Crystallization-Driven Ni Nanoparticle Redispersion Unlocks Metal–Acid Synergy in Long-Chain Alkane Isomerization

Long-chain alkane hydroisomerization constitutes an essential catalytic transformation within the petroleum refining process, enabling the production of high-performance, environmentally benign fuels and lubricants. Although Ni-based catalysts offer economic advantages compared to platinum analogues, their industrial application is limited by inferior metal dispersion and susceptibility to sintering. This study demonstrates an in situ recrystallization strategy to fabricate *MRE zeolite-supported Ni catalysts with precisely modulated metal distribution and tailored reducibility. The optimized catalyst achieves an isomer yield of 87.3% in n-dodecane hydroisomerization. This performance surpasses all documented Ni-based systems and demonstrates parity with benchmark Pt catalysts while sustaining operational stability over 1000 h. Characterization techniques, including STEM, in situ DRIFT spectroscopy, and EXAFS, reveal that the dynamic redistribution of Ni species occurs during zeolite crystallization, facilitated by organic structure-directing agents.

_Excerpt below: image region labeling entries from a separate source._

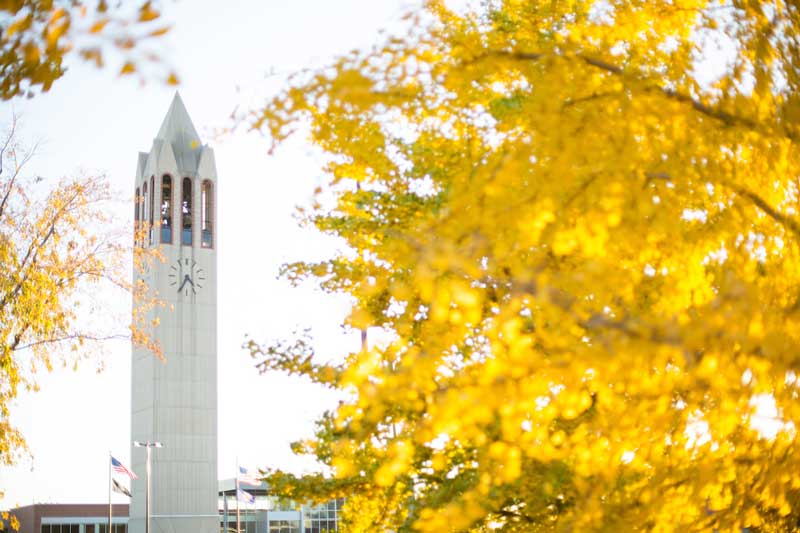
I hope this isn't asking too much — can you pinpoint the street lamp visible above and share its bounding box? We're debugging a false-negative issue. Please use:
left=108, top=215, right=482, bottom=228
left=133, top=440, right=163, bottom=533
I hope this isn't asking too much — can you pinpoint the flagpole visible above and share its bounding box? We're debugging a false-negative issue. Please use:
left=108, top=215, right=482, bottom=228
left=108, top=450, right=111, bottom=533
left=236, top=457, right=242, bottom=533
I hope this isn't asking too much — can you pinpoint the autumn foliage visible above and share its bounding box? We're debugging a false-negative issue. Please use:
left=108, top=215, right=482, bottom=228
left=251, top=0, right=800, bottom=532
left=0, top=0, right=177, bottom=100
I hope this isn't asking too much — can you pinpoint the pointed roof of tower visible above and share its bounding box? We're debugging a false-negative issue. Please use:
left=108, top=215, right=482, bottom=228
left=156, top=91, right=201, bottom=172
left=156, top=91, right=200, bottom=146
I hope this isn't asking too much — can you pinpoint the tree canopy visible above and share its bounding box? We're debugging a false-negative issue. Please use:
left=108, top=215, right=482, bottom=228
left=250, top=0, right=800, bottom=531
left=0, top=0, right=172, bottom=100
left=0, top=122, right=161, bottom=474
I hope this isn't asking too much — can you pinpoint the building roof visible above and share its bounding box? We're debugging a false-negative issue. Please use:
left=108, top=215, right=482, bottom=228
left=156, top=91, right=202, bottom=175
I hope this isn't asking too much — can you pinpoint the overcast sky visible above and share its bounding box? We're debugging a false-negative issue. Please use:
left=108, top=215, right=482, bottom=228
left=0, top=0, right=432, bottom=509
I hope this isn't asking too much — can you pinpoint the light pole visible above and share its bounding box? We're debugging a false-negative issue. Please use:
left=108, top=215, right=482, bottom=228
left=133, top=440, right=163, bottom=533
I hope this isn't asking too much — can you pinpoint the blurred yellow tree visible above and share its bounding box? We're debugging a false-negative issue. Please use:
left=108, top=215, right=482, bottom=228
left=0, top=0, right=177, bottom=100
left=250, top=0, right=800, bottom=532
left=0, top=118, right=161, bottom=476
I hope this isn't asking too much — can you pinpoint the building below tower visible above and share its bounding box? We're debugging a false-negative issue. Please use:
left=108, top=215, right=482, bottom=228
left=4, top=479, right=344, bottom=533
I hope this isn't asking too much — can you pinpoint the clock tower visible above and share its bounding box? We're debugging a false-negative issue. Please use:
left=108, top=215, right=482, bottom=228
left=129, top=93, right=220, bottom=533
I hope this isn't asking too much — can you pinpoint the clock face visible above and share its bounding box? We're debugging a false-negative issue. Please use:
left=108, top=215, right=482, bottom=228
left=169, top=257, right=206, bottom=296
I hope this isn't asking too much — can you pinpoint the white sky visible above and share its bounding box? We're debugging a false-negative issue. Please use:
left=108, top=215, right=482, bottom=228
left=0, top=0, right=428, bottom=509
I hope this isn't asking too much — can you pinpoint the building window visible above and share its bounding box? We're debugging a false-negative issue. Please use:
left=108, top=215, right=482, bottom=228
left=181, top=178, right=192, bottom=246
left=97, top=523, right=128, bottom=533
left=147, top=176, right=156, bottom=244
left=269, top=520, right=300, bottom=533
left=200, top=180, right=214, bottom=248
left=161, top=175, right=172, bottom=243
left=139, top=180, right=150, bottom=246
left=133, top=187, right=141, bottom=246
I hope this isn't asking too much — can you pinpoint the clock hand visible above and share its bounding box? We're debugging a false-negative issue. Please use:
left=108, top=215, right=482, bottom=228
left=178, top=274, right=194, bottom=292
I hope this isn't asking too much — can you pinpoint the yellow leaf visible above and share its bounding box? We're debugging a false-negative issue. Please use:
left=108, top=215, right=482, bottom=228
left=139, top=2, right=160, bottom=22
left=89, top=19, right=109, bottom=33
left=150, top=26, right=172, bottom=37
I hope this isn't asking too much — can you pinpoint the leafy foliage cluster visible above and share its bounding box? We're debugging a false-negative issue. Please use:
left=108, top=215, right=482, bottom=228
left=0, top=0, right=177, bottom=100
left=250, top=0, right=800, bottom=531
left=0, top=123, right=162, bottom=486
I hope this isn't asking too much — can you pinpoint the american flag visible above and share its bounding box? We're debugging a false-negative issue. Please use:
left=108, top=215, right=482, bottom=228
left=239, top=466, right=261, bottom=487
left=236, top=489, right=256, bottom=503
left=111, top=456, right=136, bottom=479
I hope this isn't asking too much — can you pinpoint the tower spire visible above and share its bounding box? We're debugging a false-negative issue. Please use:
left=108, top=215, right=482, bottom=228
left=156, top=91, right=200, bottom=150
left=156, top=91, right=202, bottom=174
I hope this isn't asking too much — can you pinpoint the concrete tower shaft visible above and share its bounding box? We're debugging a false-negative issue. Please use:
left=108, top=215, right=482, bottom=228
left=129, top=93, right=219, bottom=533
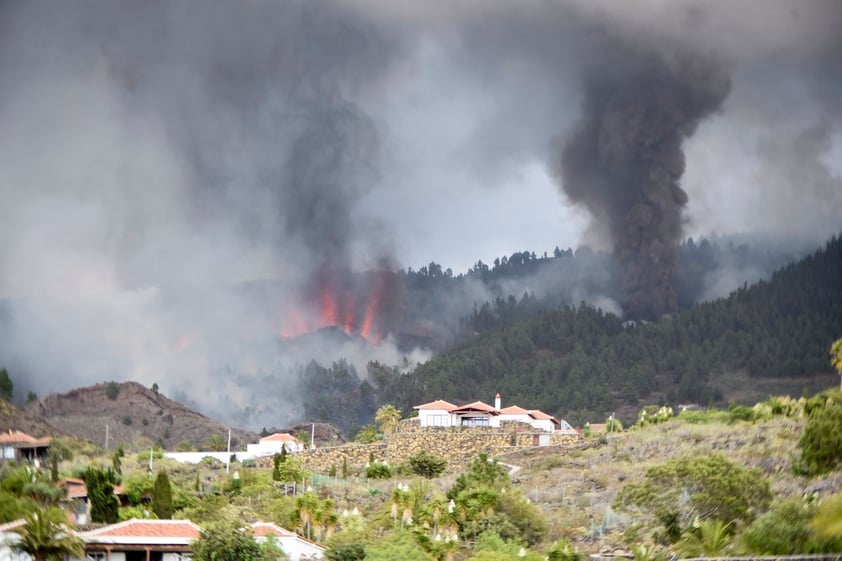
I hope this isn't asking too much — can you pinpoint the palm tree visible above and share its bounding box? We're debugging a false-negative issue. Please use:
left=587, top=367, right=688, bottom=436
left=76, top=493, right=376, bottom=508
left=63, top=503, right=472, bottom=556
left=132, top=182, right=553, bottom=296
left=374, top=405, right=401, bottom=434
left=12, top=507, right=85, bottom=561
left=830, top=339, right=842, bottom=387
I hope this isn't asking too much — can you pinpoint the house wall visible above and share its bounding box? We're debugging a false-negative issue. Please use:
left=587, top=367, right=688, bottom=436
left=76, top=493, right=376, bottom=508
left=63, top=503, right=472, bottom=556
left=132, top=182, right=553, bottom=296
left=418, top=409, right=455, bottom=427
left=0, top=532, right=32, bottom=561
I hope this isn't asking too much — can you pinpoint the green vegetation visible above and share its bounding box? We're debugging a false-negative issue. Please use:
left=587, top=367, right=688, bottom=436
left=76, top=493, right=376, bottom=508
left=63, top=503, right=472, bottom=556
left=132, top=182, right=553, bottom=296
left=84, top=466, right=120, bottom=524
left=0, top=360, right=842, bottom=561
left=374, top=405, right=401, bottom=434
left=615, top=454, right=772, bottom=543
left=12, top=507, right=85, bottom=561
left=192, top=521, right=278, bottom=561
left=298, top=238, right=842, bottom=432
left=365, top=461, right=392, bottom=479
left=409, top=450, right=447, bottom=479
left=152, top=469, right=173, bottom=518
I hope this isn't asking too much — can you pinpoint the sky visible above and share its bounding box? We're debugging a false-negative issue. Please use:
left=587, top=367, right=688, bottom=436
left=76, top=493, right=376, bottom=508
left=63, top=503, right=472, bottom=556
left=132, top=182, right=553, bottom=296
left=0, top=0, right=842, bottom=420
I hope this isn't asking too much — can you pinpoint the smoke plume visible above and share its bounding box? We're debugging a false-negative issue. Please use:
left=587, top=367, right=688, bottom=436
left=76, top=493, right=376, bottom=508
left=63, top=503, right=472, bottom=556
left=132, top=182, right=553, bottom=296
left=553, top=50, right=730, bottom=320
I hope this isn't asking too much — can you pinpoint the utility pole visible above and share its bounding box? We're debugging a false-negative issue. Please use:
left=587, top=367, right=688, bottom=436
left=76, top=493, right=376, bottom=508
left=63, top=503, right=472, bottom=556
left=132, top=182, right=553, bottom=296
left=310, top=423, right=316, bottom=450
left=225, top=427, right=231, bottom=475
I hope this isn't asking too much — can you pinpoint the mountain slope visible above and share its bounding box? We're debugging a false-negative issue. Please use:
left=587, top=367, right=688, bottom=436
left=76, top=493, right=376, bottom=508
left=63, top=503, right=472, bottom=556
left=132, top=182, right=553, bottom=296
left=26, top=382, right=258, bottom=448
left=378, top=234, right=842, bottom=420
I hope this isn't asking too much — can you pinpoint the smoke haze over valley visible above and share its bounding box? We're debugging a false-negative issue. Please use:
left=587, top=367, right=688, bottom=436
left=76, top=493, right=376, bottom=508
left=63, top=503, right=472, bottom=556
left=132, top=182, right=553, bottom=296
left=0, top=0, right=842, bottom=428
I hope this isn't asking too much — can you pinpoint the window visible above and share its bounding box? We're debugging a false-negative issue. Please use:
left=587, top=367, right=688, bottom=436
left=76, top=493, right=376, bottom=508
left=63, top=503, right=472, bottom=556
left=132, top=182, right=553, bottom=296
left=425, top=415, right=450, bottom=427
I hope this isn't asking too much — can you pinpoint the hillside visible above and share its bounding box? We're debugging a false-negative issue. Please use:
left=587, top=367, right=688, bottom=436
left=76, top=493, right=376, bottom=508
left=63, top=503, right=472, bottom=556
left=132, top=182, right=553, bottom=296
left=26, top=382, right=258, bottom=449
left=302, top=234, right=842, bottom=426
left=381, top=234, right=842, bottom=421
left=0, top=399, right=66, bottom=438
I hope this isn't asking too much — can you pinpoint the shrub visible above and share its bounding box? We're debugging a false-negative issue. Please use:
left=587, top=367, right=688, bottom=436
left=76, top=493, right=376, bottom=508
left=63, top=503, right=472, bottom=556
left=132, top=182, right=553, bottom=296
left=409, top=450, right=447, bottom=479
left=365, top=461, right=392, bottom=479
left=728, top=401, right=756, bottom=423
left=798, top=404, right=842, bottom=475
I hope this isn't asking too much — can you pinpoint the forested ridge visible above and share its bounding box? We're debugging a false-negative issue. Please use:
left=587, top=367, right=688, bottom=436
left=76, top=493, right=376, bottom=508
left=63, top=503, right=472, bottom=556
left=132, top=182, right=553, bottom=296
left=370, top=237, right=842, bottom=418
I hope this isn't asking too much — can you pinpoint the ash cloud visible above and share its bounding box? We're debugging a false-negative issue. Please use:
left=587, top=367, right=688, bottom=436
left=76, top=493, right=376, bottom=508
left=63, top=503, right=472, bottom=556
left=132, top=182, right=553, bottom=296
left=553, top=52, right=730, bottom=320
left=0, top=0, right=842, bottom=428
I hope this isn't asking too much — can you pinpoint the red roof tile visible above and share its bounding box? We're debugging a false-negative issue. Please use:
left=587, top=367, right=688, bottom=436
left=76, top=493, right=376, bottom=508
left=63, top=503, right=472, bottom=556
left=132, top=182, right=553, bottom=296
left=260, top=432, right=295, bottom=442
left=0, top=430, right=51, bottom=446
left=500, top=405, right=530, bottom=415
left=413, top=399, right=456, bottom=411
left=251, top=522, right=296, bottom=538
left=79, top=518, right=201, bottom=540
left=451, top=401, right=500, bottom=415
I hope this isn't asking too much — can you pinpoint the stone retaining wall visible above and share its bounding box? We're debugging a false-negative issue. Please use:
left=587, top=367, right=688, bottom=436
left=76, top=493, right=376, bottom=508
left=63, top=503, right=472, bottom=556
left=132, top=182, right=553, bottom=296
left=296, top=420, right=582, bottom=473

Simultaneously, the recrystallization process effectively isolates active silicon precursors from Ni, thereby minimizing the formation of inert nickel phases. Furthermore, the formation of Ni–O–Si structures has been shown to enhance the metal dispersion stability. This crystallization-driven metal redispersion strategy provides a paradigm for the rational design of metal–zeolite bifunctional catalysts.